Forty years ago today, as a student at Dhaka University in Bangladesh (then Pakistan), I remember staying up all night with friends in our hostel, glued to the radio for news of the moon-walking voyagers. Neil Armstrong and Edwin Aldrin had fired our collective imagination as they took tentative steps on the moon while Michael Collins kept vigil in the orbit above. That first small step had opened the door to infinite possibilities. We were exhilarated, our sense of wonder kindled as it has rarely been since.
The daring Apollo 11 astronauts, soaring on the ingenuity of thousands of engineers, made us see the earth as she was: a fragile, small, lonely planet in the vastness of space, in need of the nurturing care of every one of its inhabitants. For a brief, shining moment, we even thought that’s how it was going to be.

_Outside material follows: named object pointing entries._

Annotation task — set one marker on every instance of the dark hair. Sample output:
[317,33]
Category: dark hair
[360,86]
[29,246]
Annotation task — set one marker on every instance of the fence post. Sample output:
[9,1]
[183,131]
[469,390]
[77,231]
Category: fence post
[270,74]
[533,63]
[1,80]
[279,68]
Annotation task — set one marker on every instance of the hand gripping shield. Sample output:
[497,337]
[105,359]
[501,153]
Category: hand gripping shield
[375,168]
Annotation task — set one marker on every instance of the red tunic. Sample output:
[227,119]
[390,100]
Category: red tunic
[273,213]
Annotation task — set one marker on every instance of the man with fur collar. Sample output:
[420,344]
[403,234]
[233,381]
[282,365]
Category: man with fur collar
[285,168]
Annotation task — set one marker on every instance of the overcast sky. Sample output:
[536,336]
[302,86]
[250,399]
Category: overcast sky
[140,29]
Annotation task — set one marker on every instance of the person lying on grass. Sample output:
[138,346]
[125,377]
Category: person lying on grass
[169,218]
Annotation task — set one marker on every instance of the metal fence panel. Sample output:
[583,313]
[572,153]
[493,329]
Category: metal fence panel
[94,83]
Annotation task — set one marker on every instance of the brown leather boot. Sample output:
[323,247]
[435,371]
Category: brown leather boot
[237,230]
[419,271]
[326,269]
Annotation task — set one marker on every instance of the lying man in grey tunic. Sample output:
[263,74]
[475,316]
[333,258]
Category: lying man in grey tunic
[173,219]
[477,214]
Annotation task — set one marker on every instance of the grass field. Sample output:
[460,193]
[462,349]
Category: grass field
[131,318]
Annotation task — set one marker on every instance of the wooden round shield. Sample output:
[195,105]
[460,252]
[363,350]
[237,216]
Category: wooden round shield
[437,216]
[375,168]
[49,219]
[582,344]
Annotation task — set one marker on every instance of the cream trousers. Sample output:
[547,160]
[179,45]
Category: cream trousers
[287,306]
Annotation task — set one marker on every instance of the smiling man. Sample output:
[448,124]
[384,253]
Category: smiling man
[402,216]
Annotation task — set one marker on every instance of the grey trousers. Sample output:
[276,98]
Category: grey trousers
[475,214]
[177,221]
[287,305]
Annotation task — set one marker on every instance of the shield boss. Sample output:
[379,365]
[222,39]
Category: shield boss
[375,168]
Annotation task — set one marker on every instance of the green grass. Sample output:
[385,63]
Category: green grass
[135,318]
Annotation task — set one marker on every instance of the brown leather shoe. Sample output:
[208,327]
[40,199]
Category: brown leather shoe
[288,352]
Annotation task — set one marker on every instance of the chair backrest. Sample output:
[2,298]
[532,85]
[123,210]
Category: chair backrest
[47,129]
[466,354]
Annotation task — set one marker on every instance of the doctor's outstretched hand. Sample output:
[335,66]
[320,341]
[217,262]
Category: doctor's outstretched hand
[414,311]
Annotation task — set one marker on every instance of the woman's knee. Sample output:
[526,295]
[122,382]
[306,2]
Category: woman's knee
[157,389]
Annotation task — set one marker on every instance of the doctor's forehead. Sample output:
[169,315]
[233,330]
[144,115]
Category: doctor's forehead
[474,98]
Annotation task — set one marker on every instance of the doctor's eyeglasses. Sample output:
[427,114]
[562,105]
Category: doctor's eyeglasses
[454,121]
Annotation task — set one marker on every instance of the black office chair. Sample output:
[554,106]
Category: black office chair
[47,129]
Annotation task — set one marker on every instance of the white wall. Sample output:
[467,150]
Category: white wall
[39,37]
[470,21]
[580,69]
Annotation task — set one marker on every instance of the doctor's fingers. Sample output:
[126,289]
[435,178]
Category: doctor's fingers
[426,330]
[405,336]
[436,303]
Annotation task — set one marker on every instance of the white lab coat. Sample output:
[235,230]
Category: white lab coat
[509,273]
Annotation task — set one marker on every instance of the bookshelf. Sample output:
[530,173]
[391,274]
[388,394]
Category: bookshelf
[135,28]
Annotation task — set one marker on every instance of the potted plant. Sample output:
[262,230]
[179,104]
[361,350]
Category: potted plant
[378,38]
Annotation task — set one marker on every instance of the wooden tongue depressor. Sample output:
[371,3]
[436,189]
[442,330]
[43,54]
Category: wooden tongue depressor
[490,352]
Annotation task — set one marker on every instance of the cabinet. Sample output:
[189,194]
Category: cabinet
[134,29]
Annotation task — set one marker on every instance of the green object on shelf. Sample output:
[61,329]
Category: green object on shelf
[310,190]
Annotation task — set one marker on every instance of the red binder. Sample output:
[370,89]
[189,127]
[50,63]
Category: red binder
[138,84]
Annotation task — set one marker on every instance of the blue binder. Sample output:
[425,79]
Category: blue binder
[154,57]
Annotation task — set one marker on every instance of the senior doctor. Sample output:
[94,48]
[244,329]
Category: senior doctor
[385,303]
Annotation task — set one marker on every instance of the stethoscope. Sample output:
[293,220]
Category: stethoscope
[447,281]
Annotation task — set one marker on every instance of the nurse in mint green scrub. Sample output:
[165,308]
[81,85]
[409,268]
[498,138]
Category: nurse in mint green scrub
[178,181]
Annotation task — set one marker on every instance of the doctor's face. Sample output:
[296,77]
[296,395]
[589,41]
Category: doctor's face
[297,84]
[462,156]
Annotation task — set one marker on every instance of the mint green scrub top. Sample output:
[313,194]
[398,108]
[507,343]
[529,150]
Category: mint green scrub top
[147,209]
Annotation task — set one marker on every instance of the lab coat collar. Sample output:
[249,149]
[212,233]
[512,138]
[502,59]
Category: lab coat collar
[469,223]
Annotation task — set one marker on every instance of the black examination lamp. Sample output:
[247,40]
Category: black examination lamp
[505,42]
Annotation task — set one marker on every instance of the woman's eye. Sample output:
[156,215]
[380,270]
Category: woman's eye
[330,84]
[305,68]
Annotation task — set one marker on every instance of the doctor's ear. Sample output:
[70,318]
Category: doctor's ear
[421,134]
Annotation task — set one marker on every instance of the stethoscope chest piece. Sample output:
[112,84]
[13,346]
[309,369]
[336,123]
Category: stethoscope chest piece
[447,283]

On Monday, October 27, 1969, we thronged main street in front of Hotel Intercontinental (now Sheraton) in Dhaka for a glimpse of our heroes. The Apollo 11 astronauts were visiting the city as part of their world-wide goodwill tour. And suddenly there they were, riding in a motorcade, all eyes focused on … Neil Armstrong. Being the first certainly had its privileges, even if the toast of the world had missed an “a” in his unforgettable sentence.
There is talk now of reviving that ’69 spirit of adventure by shooting for Mars, a more hospitable target than the moon. But even if the money is there, is there the national will? “Man must understand his universe,” said Neil Armstrong, “in order to understand his destiny.” The question for us to resolve now as a nations is: What must be our destiny?